El resultado de los métodos de tamizaje puede ser: negativo (paciente sin lesiones que continúa con sus controles habituales), anormal (amerita nuevos estudios complementarios o seguimiento más estricto), o patológico (necesita tratamientos definitivos). Luego de la consulta ginecológica, y habiéndose realizado los estudios mencionados, la paciente debe consultar nuevamente a su profesional para discutir los hallazgos. 

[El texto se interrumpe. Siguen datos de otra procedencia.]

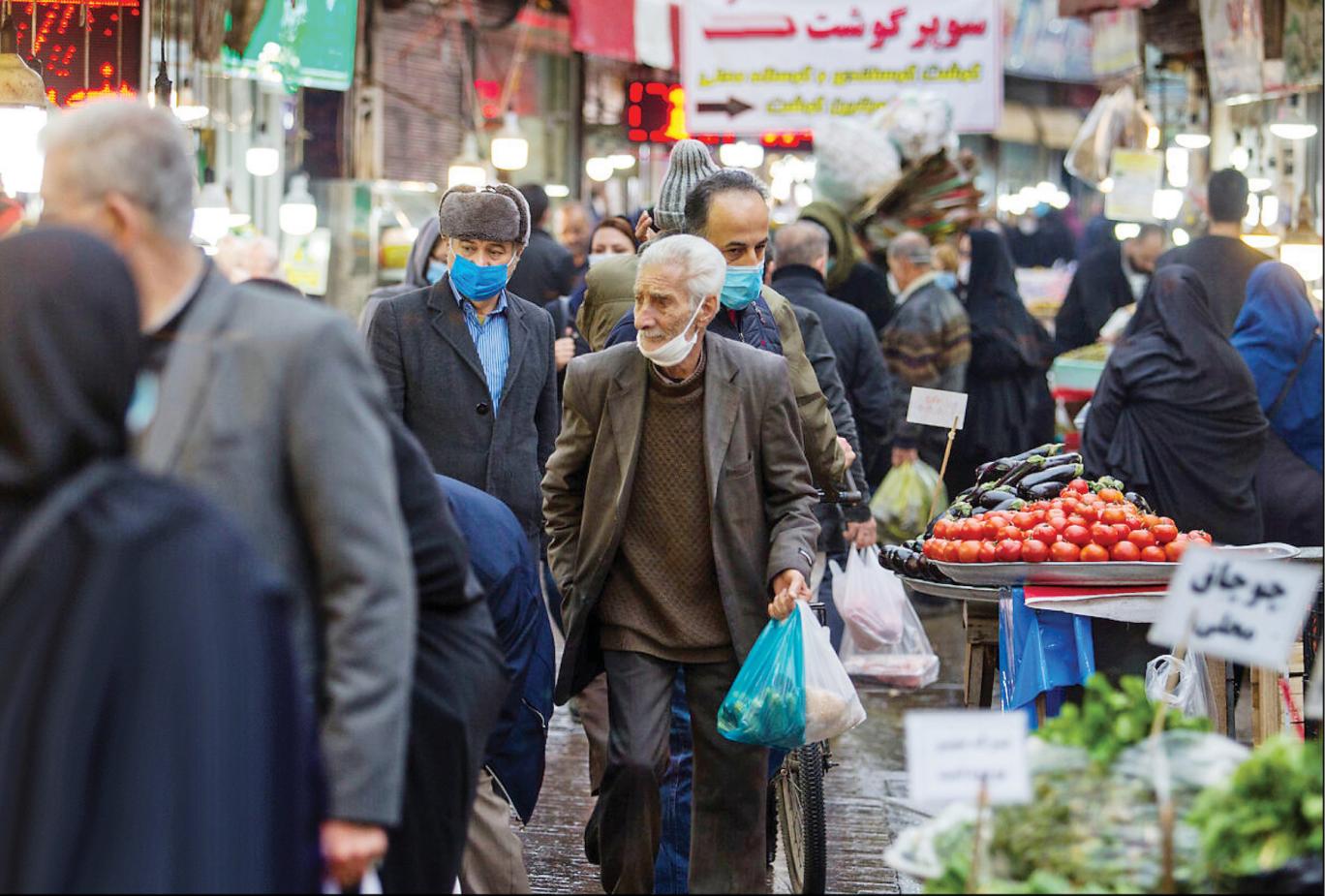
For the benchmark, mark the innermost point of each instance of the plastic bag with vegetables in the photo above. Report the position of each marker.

Asimismo, es importante atender aquellas patologías benignas del útero y la disfunción ovárica, ya que pueden provocar en la mujer problemas personales, de pareja, sociales y de rendimiento. Los miomas, la endometriosis, los pólipos endometriales y las alteraciones hormonales del ciclo menstrual producen dolor, hemorragias y anemia, entre otros síntomas, y deben ser evaluados correctamente.

Salud reproductiva
De acuerdo a cifras publicadas por UNICEF en cuanto a la situación del embarazo adolescente en Argentina, el 15% de los nacimientos anuales en el país se producen en niñas y adolescentes entre 10 a 19 años, y el 40% de los embarazos no deseados terminan en aborto en este grupo etario. Los métodos actuales de anticoncepción, utilizados adecuadamente, tienen una efectividad (según el tipo) que ronda entre el 95% y el 99%. Queda en obvia evidencia la necesidad de educación y consulta sobre planificación familiar con un abordaje humano e integral, que incorpore la perspectiva de los derechos sexuales y reproductivos. 

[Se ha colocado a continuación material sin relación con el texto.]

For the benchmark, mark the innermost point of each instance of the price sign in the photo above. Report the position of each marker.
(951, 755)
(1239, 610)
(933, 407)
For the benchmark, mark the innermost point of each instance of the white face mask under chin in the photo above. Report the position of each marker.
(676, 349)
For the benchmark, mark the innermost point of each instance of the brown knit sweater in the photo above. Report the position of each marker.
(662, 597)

El ginecólogo es también el responsable de una gran cantidad de derivaciones, ya que la mujer suele consultarle por problemas clínicos, cardiovasculares o urinarios, entre otros. Por esta razón, el recurso humano profesional resulta de gran relevancia, además del respaldo tecnológico de métodos complementarios y del trabajo en equipo que permite superar ampliamente el “hacer” del ginecólogo de forma individual.

 Desde nuestro Sanatorio la meta de prevención y diagnóstico precoz se concreta mediante un abordaje multidisciplinario enfocado hacia un objetivo claro, común y concreto: la salud integral de la mujer.